College of Marine and Environmental Sciences, James Cook University, Townsville City QLD 4811, AUSTRALIA.
Coming into contact with particular jellyfish species causes envenomation, and can trigger a range of debilitating, even fatal, set of symptoms called Irukandji Syndrome. Despite the risk to human health, potential losses in tourist revenue, and direct, substantial costs of treatment, there is confusion in the diagnosis and treatment of Irukandji Syndrome, and major gaps in our knowledge about the fundamental biology and ecology of the animals that cause it. This project examined the scope of Irukandji Syndrome and scrutinized the current ideas in relation to its distribution, definition and treatment. Focusing on one species known to cause Irukandji Syndrome, I examined the variation in morphology, reproduction, development and venom composition between two geographically distant populations (Australia and Hawaii) and explore whether Irukandji Syndrome diagnoses and treatments are likely to be affected by intraspecies variations in ecology.
My research into the occurrence of this syndrome identified that there is no encompassing diagnostic tool, making identification and accurate recording of this syndrome extremely difficult. I compiled a retrospective analysis of historical sting records, which represents the largest such database ever examined to date. From these data, I found that overwhelming, predominance of pain is a main symptom of Irukandji stings, and in many cases this can be the only symptom displayed. Notably, this illustrates that the most current definition for Irukandji Syndrome diagnosis as reported in the literature is not adequate, as an overwhelming 74% of these patients observed would not fit these guidelines (of experiencing at least three or more systemic symptoms). Based on my research, I propose a new diagnostic tool in order to provide a more encompassing definition of this syndrome and have named this Irukandji Syndrome Complex. I believe that this should be adopted on a global scale and in doing so the full distribution of Irukandji Syndrome Complex stings will be revealed.

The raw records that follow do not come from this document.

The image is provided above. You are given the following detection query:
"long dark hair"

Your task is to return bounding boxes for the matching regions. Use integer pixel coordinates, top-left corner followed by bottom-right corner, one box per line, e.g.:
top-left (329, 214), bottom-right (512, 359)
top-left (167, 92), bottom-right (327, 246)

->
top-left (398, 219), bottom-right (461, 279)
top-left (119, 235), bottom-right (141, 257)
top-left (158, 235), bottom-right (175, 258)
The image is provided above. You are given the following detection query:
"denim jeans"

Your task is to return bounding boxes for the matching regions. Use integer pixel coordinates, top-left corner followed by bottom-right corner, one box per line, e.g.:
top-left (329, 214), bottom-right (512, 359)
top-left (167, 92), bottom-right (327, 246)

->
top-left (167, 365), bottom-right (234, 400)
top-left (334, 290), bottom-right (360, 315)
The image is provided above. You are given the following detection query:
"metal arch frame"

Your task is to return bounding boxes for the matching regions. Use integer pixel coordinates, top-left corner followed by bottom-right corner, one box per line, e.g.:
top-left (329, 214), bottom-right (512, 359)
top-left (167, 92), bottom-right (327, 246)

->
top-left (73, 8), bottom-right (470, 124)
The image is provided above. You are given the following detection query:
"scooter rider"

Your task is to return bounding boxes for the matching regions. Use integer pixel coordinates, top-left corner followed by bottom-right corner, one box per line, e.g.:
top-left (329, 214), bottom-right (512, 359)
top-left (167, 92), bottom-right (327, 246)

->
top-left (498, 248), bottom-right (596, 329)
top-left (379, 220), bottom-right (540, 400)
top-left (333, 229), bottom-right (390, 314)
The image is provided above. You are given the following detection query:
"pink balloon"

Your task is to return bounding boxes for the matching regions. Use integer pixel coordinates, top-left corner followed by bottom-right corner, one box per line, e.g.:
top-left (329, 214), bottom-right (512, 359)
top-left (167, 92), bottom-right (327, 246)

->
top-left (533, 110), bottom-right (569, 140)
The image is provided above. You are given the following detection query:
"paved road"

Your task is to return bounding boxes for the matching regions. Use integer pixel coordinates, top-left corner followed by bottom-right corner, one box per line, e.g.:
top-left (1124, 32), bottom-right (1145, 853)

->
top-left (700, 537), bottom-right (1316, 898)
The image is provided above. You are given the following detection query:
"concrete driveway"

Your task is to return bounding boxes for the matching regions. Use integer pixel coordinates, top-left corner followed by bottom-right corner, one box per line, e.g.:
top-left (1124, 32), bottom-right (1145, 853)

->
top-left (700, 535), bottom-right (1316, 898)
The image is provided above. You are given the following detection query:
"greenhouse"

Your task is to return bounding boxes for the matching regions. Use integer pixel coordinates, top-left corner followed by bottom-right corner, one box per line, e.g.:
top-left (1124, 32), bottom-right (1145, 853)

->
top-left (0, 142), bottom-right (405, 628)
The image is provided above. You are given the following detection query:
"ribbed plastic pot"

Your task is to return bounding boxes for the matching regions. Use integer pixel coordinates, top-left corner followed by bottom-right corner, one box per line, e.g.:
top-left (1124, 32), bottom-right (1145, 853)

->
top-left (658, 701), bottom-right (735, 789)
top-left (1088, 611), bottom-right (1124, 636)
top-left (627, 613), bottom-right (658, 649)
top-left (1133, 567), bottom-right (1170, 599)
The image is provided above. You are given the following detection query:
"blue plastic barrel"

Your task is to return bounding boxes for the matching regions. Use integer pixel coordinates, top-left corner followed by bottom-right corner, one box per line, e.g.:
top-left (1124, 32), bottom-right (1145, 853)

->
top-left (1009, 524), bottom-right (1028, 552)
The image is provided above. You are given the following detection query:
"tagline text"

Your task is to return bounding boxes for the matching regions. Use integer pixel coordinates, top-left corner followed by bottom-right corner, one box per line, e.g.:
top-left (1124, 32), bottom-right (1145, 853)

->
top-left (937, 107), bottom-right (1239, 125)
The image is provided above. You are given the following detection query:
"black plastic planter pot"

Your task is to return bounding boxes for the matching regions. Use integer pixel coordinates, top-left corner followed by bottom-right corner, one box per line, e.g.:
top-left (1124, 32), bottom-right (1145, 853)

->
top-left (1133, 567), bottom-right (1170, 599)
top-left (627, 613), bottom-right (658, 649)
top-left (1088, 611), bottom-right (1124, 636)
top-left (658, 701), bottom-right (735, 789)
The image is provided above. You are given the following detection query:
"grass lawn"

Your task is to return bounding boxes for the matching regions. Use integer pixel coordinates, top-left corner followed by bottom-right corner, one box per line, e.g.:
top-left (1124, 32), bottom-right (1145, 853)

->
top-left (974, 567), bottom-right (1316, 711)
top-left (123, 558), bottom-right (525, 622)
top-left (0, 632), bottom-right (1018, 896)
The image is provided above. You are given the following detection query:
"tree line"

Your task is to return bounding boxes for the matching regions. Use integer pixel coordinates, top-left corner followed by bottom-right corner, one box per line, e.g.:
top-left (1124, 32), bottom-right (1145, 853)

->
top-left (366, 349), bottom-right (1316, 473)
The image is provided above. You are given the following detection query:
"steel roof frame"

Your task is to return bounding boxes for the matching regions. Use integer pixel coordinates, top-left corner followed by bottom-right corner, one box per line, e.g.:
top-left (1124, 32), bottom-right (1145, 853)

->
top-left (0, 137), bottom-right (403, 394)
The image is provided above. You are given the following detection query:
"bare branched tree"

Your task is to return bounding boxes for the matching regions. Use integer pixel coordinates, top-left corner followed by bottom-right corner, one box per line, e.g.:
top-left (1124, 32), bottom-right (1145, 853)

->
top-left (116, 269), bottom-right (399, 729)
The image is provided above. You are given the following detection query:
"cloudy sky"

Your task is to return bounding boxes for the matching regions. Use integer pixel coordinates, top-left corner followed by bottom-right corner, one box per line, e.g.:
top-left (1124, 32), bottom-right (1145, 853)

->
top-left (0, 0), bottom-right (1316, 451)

While examining the efficacy of different treatments administered for Irukandji Syndrome, I found that the amount of opiates required for treatment was indicative of sting severity and there is evidence to suggest that stings occurring out on the reef locations have a higher probability of resulting in a more severe sting with an increased potential for cardiac damage presenting in this region.
There is evidence that Irukandji Syndrome poses an increasing risk to human health through temporal extension of high-risk ‘stinger’ seasons on a local scale, with stings presenting over a significantly greater length of the year over the last 65 years. There has been a reduction in the proportion of stings that occur from beach locations in the Cairns region and this appears to be correlated with the change in Surf Lifesaving protocols for this area.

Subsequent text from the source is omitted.